The Earth’s ozone layer is vital for protecting all forms of life – from crops to humans – from the sun’s harmful radiation. This shield in the Earth’s stratosphere has been depleted for decades, putting life on the planet at risk, but new research from NOAA says there may now be a chance for at least partial recovery.
In new research, NOAA found that global concentrations of the harmful chemicals that damage the ozone layer have decreased by just over 50% in the mid-latitude stratosphere, to levels observed in 1980. The continued decline, said NOAA scientists, “the threat to the ozone layer recedes below a significant milestone in 2022.”
Although slower, concentrations have declined over Antarctica, where a hole in the ozone layer is seen every year. NOAA found that concentrations have decreased by 26% from peak values in the region in the ’90s. In 2021, there was that hole– larger than the size of Antarctica itself, but now NOAA says the Antarctic ozone layer is projected to recover “sometime around 2070.”
International regulations and compliance management of these chemicals are the reason for the “slow but steady” three-decade progress, the agency said.
Stephen Montzka, senior scientist for NOAA’s Global Monitoring Laboratory, said the progress is great, but “at the same time, it’s a little humbling to realize that science is still a long way from being able to claim that a question the ozone depletion behind. us.”
Scientists have been closely monitoring the ozone since the 1980s, when certain man-made chemicals were found to have “severely damaged” the Earth’s vital protective layer. In 1987, just seven years after ozone depletion from the most prominent chemicals, every country in the world – for the first and only time ever – ratified a treaty, known as the Montreal Protocol, to regulate the chemicals to protect the Earth defend.
Among those man-made chemical compounds are chlorofluorocarbons (CFCs), which people began using in the 60s in air conditioners, aerosol spray cans, styrofoam and industrial cleaning products, according to the University’s Municipal Corporation for Atmospheric Research.

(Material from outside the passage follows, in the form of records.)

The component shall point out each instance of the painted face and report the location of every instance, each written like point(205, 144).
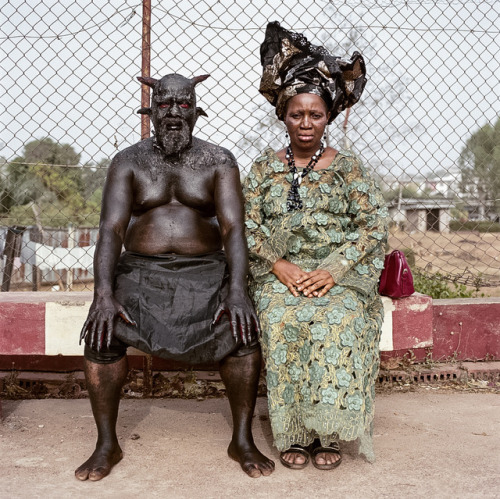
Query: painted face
point(306, 118)
point(173, 113)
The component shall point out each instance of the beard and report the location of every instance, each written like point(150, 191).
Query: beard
point(173, 141)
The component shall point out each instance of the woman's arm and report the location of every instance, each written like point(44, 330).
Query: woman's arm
point(266, 244)
point(359, 261)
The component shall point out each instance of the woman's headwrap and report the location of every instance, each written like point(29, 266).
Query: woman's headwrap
point(292, 65)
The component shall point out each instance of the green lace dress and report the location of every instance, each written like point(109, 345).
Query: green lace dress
point(321, 354)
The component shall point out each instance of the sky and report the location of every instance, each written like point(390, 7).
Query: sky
point(69, 72)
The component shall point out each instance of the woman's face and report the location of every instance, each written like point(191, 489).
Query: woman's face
point(305, 119)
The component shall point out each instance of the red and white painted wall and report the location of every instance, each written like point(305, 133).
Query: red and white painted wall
point(40, 331)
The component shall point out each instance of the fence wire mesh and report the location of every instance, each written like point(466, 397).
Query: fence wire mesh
point(428, 124)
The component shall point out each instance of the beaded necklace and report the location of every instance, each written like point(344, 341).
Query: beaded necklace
point(293, 200)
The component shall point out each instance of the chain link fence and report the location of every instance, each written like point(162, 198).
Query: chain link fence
point(428, 124)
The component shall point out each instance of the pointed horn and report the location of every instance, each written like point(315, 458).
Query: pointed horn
point(150, 82)
point(200, 112)
point(199, 79)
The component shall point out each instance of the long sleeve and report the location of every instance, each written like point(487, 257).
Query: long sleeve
point(358, 262)
point(267, 244)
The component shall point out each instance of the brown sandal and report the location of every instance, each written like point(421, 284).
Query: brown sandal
point(297, 449)
point(333, 448)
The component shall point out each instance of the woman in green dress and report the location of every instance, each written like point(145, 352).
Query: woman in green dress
point(316, 229)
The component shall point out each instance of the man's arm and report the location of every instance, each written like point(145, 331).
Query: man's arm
point(230, 215)
point(116, 210)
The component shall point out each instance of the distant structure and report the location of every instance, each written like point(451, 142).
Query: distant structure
point(422, 215)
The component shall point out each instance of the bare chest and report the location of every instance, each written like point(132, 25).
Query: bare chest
point(166, 184)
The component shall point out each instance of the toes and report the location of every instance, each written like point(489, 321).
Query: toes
point(99, 473)
point(82, 474)
point(252, 471)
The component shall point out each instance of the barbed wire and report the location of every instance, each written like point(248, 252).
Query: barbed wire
point(83, 30)
point(261, 28)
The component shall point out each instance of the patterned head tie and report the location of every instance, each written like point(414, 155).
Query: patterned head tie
point(292, 65)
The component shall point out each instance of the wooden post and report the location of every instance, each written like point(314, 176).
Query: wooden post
point(12, 249)
point(146, 66)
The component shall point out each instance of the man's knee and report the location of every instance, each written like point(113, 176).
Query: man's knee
point(245, 350)
point(114, 353)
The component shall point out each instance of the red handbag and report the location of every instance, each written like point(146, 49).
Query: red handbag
point(396, 280)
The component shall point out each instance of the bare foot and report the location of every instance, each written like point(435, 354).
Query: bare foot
point(251, 460)
point(99, 464)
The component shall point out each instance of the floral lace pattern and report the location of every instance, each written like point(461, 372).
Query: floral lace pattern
point(322, 354)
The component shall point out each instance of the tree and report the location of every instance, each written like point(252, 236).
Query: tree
point(47, 186)
point(480, 165)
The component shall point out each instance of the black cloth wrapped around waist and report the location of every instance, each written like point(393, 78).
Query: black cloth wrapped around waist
point(173, 299)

When used, the CFCs make their way up into the stratosphere, where ultraviolet radiation breaks down the compounds and releases chlorine atoms, which along with bromine, are dangerous to ozone, according to the EPA. These atoms are notorious for destroying ozone molecules – just one chlorine atom can destroy more than 100,000 ozone molecules, the agency said, adding that ozone “can be destroyed faster than it is created natural with these atoms.”
Hydrochlorofluorocarbons (HCFCs) were developed as a temporary alternative to CFCs, because they have a shorter atmospheric lifetime compared to CFCs and do not contribute as much reactive chlorine to the stratosphere. However, they still have the potential to “destroy stratospheric ozone,” according to NOAA, and production was banned in developed countries in 2020.
And while the success so far is promising, scientists said, the fight is not over.
“Ozone layer recovery is not a foregone conclusion,” they said in their report. “Full recovery is expected only with sustained reductions in atmospheric chlorine and bromine in the coming years and continued compliance with the production and consumption restrictions set out in the Protocol.”